Gov. Inslee signs House Bill making Palouse Falls an official state waterfall

Gov. Inslee signs House Bill making Palouse Falls an official state waterfall »Play Video
Washtucna students did the research and wrote the bill.
PALOUSE FALLS STATE PARK, WA - Washington now has an official state waterfall thanks to a group of students from Washtucna.

We're at Palouse Falls State Park and this gorgeous body of water behind me is now the official waterfall of Washington."

"As governor, I'm signing House bill 2119," said Washington Governor Jay Inslee. "We're naming Palouse Falls the official waterfall of the state of Washington, I'm signing the name right here…"

Washtucna grade school students made history on Tuesday.

"They did the work, they did the research, they actually wrote the bill," said Washington State Representative Joe Schmick. "And I was actually surprised how few changes there were when it came back from the code reviser."

The students asked Washington State Representative Joe Schmick to sponsor the Palouse Falls bill last October after they learned about civics.
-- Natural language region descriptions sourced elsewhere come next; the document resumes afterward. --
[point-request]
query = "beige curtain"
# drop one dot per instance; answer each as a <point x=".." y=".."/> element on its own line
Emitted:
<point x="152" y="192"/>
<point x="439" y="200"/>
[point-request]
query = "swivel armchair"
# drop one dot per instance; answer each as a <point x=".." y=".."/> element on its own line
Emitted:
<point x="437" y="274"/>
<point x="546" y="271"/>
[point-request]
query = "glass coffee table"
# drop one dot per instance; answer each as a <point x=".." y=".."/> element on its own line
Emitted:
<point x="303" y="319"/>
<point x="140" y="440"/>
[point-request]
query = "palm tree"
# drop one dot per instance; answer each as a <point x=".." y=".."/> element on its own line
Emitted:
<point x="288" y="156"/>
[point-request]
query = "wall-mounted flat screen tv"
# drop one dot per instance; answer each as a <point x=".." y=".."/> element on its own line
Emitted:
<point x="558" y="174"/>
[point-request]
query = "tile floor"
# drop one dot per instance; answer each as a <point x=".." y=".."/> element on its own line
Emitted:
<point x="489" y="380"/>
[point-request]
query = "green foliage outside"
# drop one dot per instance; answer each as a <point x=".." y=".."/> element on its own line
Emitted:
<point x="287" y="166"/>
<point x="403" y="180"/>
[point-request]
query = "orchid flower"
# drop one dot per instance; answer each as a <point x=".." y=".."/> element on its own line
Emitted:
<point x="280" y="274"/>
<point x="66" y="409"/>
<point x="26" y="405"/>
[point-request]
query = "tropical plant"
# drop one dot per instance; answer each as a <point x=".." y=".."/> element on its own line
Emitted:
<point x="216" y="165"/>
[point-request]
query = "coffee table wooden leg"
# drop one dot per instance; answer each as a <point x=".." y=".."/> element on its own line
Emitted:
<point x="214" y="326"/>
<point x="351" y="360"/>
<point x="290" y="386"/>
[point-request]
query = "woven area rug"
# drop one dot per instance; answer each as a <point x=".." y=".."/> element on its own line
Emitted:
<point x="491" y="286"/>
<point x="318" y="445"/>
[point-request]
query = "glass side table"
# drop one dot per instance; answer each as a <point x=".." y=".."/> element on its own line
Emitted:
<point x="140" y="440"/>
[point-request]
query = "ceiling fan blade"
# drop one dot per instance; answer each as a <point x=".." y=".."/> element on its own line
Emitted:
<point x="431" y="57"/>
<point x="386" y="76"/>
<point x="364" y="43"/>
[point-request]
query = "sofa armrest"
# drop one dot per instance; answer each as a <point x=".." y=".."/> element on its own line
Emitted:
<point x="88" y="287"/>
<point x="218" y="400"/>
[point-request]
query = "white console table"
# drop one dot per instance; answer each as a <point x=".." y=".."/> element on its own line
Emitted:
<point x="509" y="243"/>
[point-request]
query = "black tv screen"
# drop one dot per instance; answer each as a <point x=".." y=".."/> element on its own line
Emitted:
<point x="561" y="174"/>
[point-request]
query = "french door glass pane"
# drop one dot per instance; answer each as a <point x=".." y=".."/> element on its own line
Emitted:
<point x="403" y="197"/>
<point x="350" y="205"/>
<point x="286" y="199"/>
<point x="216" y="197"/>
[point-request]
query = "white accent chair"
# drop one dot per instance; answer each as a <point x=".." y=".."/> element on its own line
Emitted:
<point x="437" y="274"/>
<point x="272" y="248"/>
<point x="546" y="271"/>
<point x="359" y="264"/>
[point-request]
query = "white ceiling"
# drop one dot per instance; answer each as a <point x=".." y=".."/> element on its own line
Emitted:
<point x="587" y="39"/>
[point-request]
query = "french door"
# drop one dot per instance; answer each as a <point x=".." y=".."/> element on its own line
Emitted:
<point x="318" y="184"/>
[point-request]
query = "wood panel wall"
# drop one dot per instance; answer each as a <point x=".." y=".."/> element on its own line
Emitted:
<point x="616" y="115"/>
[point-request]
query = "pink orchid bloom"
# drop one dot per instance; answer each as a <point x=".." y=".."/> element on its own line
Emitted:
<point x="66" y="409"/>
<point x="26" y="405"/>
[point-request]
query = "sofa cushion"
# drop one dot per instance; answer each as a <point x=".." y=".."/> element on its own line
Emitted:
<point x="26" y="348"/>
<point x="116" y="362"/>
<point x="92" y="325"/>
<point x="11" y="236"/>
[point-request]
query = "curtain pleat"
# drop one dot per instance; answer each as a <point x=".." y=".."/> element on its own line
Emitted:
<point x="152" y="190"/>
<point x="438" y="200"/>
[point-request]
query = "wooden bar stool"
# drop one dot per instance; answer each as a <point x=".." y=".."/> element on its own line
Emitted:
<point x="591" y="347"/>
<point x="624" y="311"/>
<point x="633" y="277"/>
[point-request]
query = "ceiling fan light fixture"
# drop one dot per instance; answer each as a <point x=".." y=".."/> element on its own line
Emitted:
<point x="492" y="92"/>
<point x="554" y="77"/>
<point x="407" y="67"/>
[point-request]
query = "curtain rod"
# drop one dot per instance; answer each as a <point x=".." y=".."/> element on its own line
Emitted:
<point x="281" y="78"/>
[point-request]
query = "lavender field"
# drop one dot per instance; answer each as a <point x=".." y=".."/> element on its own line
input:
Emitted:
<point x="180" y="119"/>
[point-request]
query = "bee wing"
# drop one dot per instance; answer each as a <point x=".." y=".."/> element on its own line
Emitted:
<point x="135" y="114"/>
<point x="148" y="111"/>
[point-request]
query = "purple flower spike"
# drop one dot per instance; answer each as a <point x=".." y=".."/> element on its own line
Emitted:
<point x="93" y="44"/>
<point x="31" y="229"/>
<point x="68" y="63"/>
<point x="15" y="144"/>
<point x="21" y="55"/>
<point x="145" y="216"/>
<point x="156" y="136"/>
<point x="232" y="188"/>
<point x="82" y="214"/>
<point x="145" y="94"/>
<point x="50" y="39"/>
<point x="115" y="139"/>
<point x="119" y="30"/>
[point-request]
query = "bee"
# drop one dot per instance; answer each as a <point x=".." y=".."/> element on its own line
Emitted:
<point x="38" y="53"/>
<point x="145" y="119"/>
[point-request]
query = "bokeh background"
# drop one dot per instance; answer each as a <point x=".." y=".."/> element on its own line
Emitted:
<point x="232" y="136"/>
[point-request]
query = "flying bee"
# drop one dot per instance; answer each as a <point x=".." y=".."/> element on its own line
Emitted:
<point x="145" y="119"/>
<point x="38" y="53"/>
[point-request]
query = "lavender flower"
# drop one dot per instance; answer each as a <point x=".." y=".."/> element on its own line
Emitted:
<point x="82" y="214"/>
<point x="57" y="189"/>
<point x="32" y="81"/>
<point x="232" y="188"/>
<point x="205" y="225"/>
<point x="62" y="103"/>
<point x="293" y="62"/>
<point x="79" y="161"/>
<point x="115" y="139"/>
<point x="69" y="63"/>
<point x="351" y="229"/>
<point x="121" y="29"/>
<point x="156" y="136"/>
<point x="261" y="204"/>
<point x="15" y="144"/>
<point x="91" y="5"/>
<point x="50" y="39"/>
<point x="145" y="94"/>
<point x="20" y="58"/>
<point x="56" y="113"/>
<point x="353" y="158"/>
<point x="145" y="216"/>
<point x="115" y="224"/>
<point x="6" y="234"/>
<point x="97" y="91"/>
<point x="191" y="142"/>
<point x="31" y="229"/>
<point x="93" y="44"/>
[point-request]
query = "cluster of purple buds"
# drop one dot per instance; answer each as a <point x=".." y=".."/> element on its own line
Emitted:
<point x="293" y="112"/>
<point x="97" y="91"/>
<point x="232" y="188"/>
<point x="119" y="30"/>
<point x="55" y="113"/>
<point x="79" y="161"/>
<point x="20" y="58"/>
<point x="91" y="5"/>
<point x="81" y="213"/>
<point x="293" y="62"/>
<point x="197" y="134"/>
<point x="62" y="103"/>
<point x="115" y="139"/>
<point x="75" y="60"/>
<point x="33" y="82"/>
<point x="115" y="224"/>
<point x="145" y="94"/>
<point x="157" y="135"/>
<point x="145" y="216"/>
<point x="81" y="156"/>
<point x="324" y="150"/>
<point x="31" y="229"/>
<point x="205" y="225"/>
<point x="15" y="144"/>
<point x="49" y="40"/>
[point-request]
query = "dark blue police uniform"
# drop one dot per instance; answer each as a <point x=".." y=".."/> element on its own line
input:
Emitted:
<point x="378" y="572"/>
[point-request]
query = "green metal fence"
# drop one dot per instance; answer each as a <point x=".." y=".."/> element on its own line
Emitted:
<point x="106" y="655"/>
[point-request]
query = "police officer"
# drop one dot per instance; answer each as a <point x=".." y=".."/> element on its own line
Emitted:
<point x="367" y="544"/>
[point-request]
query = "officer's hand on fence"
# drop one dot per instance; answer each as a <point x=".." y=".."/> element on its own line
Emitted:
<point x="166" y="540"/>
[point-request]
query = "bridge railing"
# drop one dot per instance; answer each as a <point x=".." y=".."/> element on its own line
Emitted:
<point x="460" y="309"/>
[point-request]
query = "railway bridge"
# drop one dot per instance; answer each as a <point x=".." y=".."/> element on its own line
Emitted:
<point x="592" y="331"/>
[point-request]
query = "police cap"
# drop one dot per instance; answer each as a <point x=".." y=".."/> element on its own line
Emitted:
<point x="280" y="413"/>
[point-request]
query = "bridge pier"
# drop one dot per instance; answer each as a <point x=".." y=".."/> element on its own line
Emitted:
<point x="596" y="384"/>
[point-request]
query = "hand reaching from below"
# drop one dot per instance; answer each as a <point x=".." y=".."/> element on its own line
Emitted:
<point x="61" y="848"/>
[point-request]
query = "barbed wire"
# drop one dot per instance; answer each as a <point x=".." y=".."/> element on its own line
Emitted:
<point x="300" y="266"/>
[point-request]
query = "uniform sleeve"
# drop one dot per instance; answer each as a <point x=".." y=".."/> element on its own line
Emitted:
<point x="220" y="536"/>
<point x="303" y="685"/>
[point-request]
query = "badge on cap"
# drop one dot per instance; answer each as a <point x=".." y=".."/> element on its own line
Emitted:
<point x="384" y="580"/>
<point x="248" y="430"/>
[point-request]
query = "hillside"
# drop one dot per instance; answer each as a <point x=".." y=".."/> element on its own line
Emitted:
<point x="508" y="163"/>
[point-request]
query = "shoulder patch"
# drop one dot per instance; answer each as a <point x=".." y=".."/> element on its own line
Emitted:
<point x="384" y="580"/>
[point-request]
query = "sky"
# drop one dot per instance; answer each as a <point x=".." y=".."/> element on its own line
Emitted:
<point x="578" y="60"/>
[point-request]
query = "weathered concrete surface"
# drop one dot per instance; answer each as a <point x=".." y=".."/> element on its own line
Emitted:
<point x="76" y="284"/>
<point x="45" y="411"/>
Both the House and Senate approved it with an overwhelming majority.

"Students made that decision, and they were very ambitious and eloquent in making their case," said Inslee. "And their case was, it's tall, it's in a place that's dry, and it's in a spectacular geological bowl."

The idea for the project came from a couple creative teachers.

"They answered the call," said Inslee. "Good teaching, good students, and a great falls. That makes a great combination."

"We're really proud of our rural districts, you know we have an opportunity to really get to know the kids and understand the kids," said Washtucna School District Teacher Janet Camp. "And we try and offer every opportunity for them to have advantages."

Janet Camp was one of the teachers that came up with the idea. And for her, this occasion wasn't just historic... it was also emotional.

"These kids, I hope, for the rest of their lives, will have something they can remember from education," said Camp. "It's not the book, or sometimes what you do, it's how you do it and what you can accomplish."

"I hope when you're a hundred years of age, you'll bring back your great grandkids and you'll tell them you made law here today," said Inslee. "That's quite an accomplishment."

Now even though the state park is named "Palouse," we're actually in Franklin County, near Washtucna.

Wednesday, all Washington state parks, including Palouse Falls will be free and open to the public to celebrate the 101st Birthday of state parks.